Background: Although undescended testis (UDT) is the most prevalent malformation in male neonates, the best mode of UDT treatment remains controversial. This study aimed to compare trans-scrotal incision approach with traditional trans-scrotal incision orchiopexy in children suffering from cryptorchidism. Materials and Methods: This single-blind randomized clinical trial was done on 100 children with UDT who needed surgery. The participants were alternately undergoing trans-scrotal incision orchiopexy (Group I) and traditional inguinal incision orchiopexy (Group II). The success rate and incidence of postoperative complications were evaluated 1 week and 1 month and 6 months after the operation in the two groups. Results: Both the groups were similar in baseline characteristics including age and laterality (P > 0.05).
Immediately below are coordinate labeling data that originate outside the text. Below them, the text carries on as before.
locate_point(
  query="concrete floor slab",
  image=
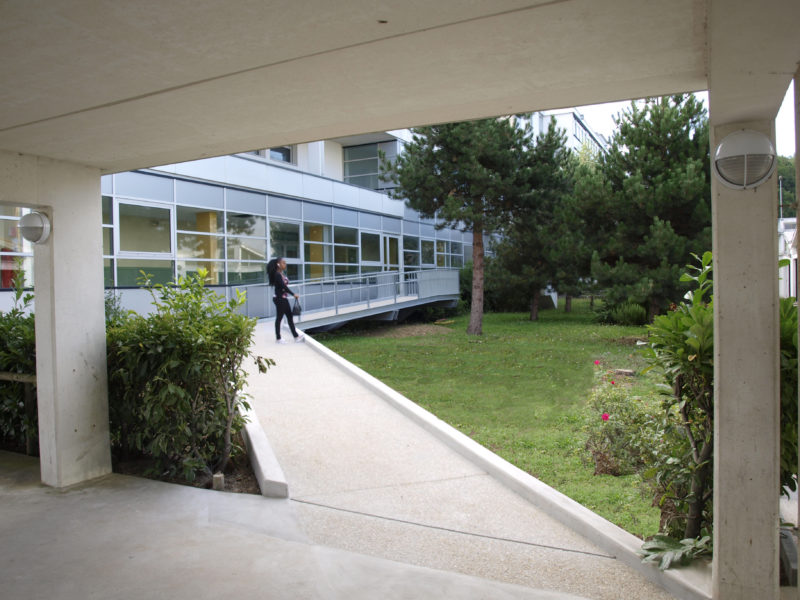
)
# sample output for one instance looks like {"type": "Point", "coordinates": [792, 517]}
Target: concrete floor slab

There was no significant difference between the two groups in terms of the incidence of wound infection, testicular atrophy, testicular hypotrophy, and relapse (P > 0.05). In addition, the success rates were 98% in Group I and 94% in Group II (P > 0.05). Conclusion: Both surgical methods have a high success rate, and there is no significant difference in the incidence of complications; however, in terms of beauty, satisfaction, and shortening the duration of surgery and the duration of hospitalization, trans-scrotal approach was more successful than the traditional method.

Keywords: Cryptorchidism, orchiopexy, traditional trans-scrotal incision, trans-scrotal incision


How to cite this article:
Nazem M, Hosseinpour M, Alghazali A. Trans-scrotal Incision Approach versus Traditional Trans-scrotal Incision Orchiopexy in Children with Cryptorchidism: A Randomized Trial Study. Adv Biomed Res 2019;8:34

How to cite this URL:
Nazem M, Hosseinpour M, Alghazali A. Trans-scrotal Incision Approach versus Traditional Trans-scrotal Incision Orchiopexy in Children with Cryptorchidism: A Randomized Trial Study. Adv Biomed Res [serial online] 2019 [cited 2019 Oct 19];8:34. Available from: http://www.advbiores.net/text.asp?2019/8/1/34/259156




  Introduction Top


Cryptorchidism or undescended testis (UDT) is the most prevalent malformation in male neonates,[1] occurs in 2%–4% of them, and decreases to 1% in the 1st year of life.[2],[3] Such abnormality occurs when the process of descending of testes is impaired and the testes stop along its descending path.[4] Most of the UDTs descend during the first 3 months of life, and a small percentage remains for the next 9 months.[5] UDT may involve one or both of the testes and is bilateral in approximately 10% of the cases.[6] Most of the UDTs are located in the superficial inguinal pouch of Denis Browne. This has led the UDT traditional method to the exploration through inguinal canal.[5]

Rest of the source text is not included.